Share:
How Ruangguru Scaled to 22M Students: Tech Architecture Deep Dive
Ruangguru by the Numbers
From 100K to 22M users — this is how the technology scaled.
Ruangguru grew from a startup to Indonesia's largest education technology platform, serving 22+ million students. This is the story of how we partnered with them in 2016 — when they had 100,000 users — and helped build technology that scaled to 22 million.

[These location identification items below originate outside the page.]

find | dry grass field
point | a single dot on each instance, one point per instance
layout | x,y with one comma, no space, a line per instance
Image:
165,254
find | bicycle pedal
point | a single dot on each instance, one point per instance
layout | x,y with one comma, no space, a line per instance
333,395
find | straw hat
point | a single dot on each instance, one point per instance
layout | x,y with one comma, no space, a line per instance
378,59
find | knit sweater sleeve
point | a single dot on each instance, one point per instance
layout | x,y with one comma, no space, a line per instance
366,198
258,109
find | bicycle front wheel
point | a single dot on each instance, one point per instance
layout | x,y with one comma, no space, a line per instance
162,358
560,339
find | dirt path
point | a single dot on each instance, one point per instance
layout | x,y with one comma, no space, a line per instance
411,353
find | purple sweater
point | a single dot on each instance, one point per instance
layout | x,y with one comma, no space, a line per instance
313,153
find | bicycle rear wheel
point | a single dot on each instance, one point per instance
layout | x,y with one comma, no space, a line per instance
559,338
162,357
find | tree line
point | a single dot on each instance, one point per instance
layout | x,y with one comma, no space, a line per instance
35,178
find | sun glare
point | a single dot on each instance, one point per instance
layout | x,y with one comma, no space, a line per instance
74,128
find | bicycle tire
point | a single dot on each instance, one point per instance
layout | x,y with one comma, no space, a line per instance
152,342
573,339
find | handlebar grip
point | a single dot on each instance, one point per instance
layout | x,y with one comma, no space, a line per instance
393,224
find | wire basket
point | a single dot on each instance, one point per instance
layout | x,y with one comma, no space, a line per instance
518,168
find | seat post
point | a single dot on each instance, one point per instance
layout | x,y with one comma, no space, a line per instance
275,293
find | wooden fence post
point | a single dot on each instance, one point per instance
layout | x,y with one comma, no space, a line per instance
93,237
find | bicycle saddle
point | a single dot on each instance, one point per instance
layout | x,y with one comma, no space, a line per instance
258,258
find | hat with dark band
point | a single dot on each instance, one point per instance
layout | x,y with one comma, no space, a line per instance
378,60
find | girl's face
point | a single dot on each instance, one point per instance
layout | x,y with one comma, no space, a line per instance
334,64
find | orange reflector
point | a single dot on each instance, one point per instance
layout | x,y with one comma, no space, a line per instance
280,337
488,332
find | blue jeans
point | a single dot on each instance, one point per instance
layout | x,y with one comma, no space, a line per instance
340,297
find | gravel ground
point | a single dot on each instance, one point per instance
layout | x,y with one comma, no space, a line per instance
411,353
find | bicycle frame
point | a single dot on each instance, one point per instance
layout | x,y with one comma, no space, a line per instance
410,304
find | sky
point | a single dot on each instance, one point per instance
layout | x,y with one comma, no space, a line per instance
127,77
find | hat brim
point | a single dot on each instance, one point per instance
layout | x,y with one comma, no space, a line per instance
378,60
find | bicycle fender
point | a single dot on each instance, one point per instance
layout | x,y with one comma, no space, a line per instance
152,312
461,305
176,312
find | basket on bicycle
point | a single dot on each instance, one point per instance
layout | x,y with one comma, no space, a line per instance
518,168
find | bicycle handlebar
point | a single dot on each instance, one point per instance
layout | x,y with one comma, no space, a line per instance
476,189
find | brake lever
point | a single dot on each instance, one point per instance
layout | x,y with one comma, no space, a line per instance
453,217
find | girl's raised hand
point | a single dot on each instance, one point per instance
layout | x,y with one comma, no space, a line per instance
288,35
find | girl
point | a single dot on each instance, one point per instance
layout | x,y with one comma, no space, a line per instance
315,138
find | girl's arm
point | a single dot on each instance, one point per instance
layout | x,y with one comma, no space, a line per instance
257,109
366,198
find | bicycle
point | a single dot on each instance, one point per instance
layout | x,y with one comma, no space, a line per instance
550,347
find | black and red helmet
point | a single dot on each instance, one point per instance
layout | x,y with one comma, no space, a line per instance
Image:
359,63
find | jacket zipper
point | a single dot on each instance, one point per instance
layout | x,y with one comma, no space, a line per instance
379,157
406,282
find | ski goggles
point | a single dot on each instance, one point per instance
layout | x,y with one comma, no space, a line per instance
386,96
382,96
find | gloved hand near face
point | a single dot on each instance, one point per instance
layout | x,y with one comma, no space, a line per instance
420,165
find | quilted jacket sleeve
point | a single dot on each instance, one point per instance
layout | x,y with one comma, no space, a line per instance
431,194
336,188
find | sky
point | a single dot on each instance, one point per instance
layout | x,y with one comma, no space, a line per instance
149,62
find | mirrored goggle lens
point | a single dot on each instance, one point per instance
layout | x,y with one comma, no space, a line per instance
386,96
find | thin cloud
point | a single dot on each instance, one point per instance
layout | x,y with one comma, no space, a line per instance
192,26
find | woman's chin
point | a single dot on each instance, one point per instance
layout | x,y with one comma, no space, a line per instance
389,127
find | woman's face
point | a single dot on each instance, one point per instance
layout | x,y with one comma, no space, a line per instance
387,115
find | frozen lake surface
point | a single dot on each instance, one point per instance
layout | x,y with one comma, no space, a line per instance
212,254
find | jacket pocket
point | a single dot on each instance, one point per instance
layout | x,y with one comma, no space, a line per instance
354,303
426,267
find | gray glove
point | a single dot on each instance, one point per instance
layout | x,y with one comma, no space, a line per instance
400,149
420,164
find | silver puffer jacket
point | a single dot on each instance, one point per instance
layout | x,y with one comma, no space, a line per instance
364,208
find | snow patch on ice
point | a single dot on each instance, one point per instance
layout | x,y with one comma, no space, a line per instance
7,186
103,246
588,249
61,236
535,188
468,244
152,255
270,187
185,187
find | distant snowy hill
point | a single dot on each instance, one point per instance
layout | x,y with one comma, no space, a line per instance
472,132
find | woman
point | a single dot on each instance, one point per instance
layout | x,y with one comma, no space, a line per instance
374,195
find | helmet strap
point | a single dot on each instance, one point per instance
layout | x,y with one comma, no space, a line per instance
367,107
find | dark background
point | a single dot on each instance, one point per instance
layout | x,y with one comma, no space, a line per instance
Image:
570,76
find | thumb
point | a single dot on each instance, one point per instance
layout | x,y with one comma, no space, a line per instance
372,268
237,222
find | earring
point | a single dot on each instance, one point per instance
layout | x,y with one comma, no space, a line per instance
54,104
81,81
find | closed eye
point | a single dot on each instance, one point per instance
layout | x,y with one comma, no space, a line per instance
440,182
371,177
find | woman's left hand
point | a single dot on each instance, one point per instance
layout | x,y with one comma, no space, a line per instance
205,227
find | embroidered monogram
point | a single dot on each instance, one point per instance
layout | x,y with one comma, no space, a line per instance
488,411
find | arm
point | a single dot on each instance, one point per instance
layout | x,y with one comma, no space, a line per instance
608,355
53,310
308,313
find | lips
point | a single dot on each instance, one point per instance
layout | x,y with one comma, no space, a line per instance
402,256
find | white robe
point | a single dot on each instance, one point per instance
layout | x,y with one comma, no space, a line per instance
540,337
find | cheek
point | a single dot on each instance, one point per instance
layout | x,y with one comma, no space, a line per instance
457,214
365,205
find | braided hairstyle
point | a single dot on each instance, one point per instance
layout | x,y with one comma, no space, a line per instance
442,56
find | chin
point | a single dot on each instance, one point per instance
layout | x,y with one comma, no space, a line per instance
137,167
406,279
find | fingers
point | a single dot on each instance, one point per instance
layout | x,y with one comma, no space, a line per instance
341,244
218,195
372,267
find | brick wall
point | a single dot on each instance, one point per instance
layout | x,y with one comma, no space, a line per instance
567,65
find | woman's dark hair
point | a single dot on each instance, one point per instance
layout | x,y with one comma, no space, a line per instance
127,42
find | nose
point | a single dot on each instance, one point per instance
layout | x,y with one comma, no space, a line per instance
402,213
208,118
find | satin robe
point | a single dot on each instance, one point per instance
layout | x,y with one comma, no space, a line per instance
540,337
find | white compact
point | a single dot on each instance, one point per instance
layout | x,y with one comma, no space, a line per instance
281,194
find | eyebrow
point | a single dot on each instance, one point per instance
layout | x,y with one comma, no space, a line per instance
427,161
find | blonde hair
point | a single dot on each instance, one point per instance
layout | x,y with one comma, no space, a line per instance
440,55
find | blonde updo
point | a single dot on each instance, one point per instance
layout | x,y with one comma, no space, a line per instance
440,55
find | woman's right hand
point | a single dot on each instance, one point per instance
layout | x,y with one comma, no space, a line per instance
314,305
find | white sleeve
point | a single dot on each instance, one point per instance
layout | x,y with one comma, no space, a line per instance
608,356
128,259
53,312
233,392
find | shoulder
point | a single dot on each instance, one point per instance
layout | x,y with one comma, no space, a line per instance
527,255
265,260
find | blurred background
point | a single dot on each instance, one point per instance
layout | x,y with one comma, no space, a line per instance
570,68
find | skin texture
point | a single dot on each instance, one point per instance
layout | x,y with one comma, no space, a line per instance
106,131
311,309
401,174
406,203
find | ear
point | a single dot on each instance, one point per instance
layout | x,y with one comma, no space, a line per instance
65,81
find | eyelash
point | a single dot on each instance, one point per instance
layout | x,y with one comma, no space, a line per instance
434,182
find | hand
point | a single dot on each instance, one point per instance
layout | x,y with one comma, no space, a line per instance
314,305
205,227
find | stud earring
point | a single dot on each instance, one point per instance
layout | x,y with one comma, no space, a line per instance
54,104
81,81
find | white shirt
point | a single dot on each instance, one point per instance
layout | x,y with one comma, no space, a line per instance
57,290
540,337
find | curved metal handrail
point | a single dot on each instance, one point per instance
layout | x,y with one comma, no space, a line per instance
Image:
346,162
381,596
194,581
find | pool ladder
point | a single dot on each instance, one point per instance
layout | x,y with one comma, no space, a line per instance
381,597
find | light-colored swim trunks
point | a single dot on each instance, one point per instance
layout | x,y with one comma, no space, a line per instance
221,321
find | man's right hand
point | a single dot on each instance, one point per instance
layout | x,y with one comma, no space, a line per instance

The Challenge: Scaling Education Technology
When Ruangguru first engaged us in 2016, they were a fast-growing EdTech startup with 100,000 registered students and big ambitions. Their initial infrastructure was adequate for the current scale but wasn't designed for the 100x growth they were targeting.
Initial State (2016)
- Users: ~100,000 registered students (early-stage growth)
- Content: 10,000+ learning videos
- Peak load: 5,000 concurrent users
- Issues: Infrastructure not built for scale, monolithic architecture, no CDN strategy
The Growth Trajectory
User Growth:
2016: 100K registered users (partnership start)
2017: 500K users
2018: 1M users
Concurrent User Peaks:
├── Normal day: 200,000 concurrent
├── Exam prep season: 800,000 concurrent
├── National exam day: 2M+ concurrent
└── Challenge: 40x variation in load
Technical Partnership Approach
Our engagement evolved through several phases as Ruangguru's needs changed:
Phase 1: Stabilization (2016 — 3 months)
Before we could scale, we had to stabilize.
Initial Issues Identified:
├── Database bottleneck (single PostgreSQL instance)
├── Video delivery (origin server overloaded)
├── Session management (in-memory, not distributed)
├── No auto-scaling (manual capacity management)
└── Limited monitoring (reactive, not proactive)
Immediate Actions:
├── Database read replicas + connection pooling
├── CDN implementation for video content
├── Distributed session management (Redis)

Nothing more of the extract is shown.